The damage was slow and insidious, like a cancer that takes over in incremental but determined steps, finally resting in bone, liver, and lung.

So I made a vow. The vow went something like this: No one would ever see me out of control. No one would see me struggle. No one would be able to point the finger and say:

“She’s overwhelmed.”

“She can’t do it.”

And most of all “She has too many kids.”

My vow led to a rigid and subconscious striving for perfectionism – something I had never battled. My house would be clean. My kids would be well scrubbed and well dressed, resembling kids that could sit on top of wedding cakes smiling at the crowd. We would light candles at dinner and breakfast. We would show THEM – the whisperers. Except that we had moved on to a new place and those who whispered were no longer a part of our lives.

Vows we make can damage our souls. At heart my vow was to be perfect. But perfectionism is a fickle frenemy.

Perfectionism is the mean girl. The one with the pretty hair and the even prettier teeth. The one who you feel so inferior to, but you are overjoyed that she wants to be your friend. You spend time with her but at the end of the day, when you go home to your true self you realize you have compromised and you hate who you have become. Perfectionism is the mean girl, the ‘plastic’ that you will never be able to please.
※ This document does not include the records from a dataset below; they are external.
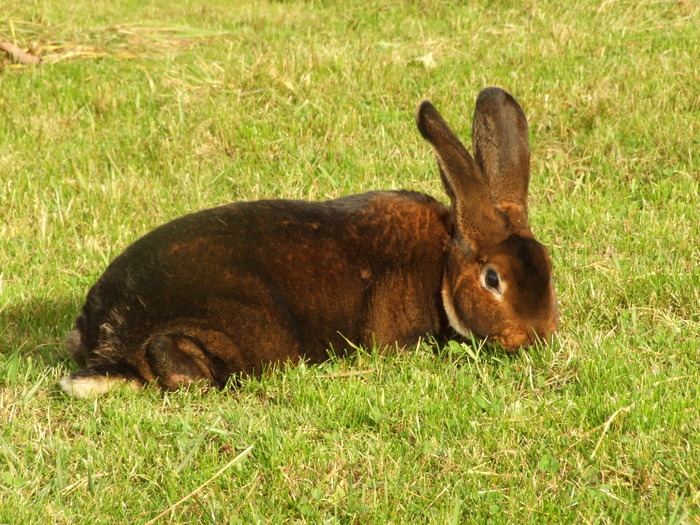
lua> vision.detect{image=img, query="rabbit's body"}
[64,192,450,396]
[62,88,557,396]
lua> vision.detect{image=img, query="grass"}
[0,0,700,524]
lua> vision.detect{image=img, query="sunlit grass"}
[0,0,700,524]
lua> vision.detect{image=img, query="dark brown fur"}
[63,88,556,395]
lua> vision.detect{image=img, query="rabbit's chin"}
[442,289,534,353]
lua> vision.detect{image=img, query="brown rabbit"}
[61,88,557,397]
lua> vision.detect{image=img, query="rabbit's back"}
[77,192,451,379]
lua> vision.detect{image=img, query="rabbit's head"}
[416,88,558,350]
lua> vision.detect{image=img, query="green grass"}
[0,0,700,524]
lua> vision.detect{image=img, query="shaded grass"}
[0,1,700,523]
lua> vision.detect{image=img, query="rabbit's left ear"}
[472,88,530,230]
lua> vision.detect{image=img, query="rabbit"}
[61,88,558,397]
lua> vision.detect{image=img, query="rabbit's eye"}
[484,268,501,292]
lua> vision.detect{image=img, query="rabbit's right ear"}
[416,100,497,240]
[472,87,530,232]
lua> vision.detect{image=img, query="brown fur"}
[62,88,557,395]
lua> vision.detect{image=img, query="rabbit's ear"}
[416,100,494,237]
[472,87,530,229]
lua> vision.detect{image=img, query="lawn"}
[0,0,700,524]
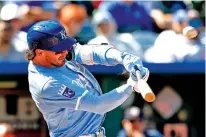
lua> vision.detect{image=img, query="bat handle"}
[134,70,156,102]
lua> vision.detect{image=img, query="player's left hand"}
[123,54,149,81]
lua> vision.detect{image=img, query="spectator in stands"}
[57,4,95,44]
[88,12,143,57]
[117,106,163,137]
[144,10,205,63]
[150,0,187,32]
[4,0,62,32]
[0,4,27,61]
[98,0,153,33]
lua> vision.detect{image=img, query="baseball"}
[182,26,198,39]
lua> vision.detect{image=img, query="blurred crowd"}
[0,0,206,63]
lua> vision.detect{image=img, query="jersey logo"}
[72,75,91,88]
[58,85,75,98]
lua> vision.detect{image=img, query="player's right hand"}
[123,54,149,81]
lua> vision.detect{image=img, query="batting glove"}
[122,54,149,81]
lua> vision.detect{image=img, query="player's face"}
[44,50,68,67]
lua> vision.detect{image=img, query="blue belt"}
[79,127,106,137]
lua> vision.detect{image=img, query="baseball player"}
[25,20,149,137]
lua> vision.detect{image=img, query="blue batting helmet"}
[27,20,76,52]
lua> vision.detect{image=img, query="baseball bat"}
[134,71,156,102]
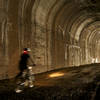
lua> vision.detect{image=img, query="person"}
[15,48,35,93]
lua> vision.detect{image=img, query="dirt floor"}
[0,64,100,100]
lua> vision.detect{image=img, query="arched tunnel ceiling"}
[32,0,100,41]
The imperfect? The mess? The real? They are your true friends. Because you realize you can’t do it on your own, you do need help. You need help from community. You need help from God. You need someone to laugh with, cry with, confide in, voice anger with.

Like so many things in my life it took some time for me to confront the vow, to confront the lie that had grown into an ugly weed, rooted deep, and taking away the beautiful. 

I am free of this vow – it took a long time and some humble moments of soul-searching, some confrontation from people who recognized the mean girl in my life and begged me to break free. While it occasionally comes up during periods when I am over tired and insecure, for the most part I recognize it for the weed that it is and pray that the great Gardener of my soul will pull it, even if it hurts.

And I am grateful — grateful for growth, for honesty, for recognition that the mean girls in my life have to go.

So I ask you now – what are the vows you have made that take over your life, and need to be confronted for the lies that they are?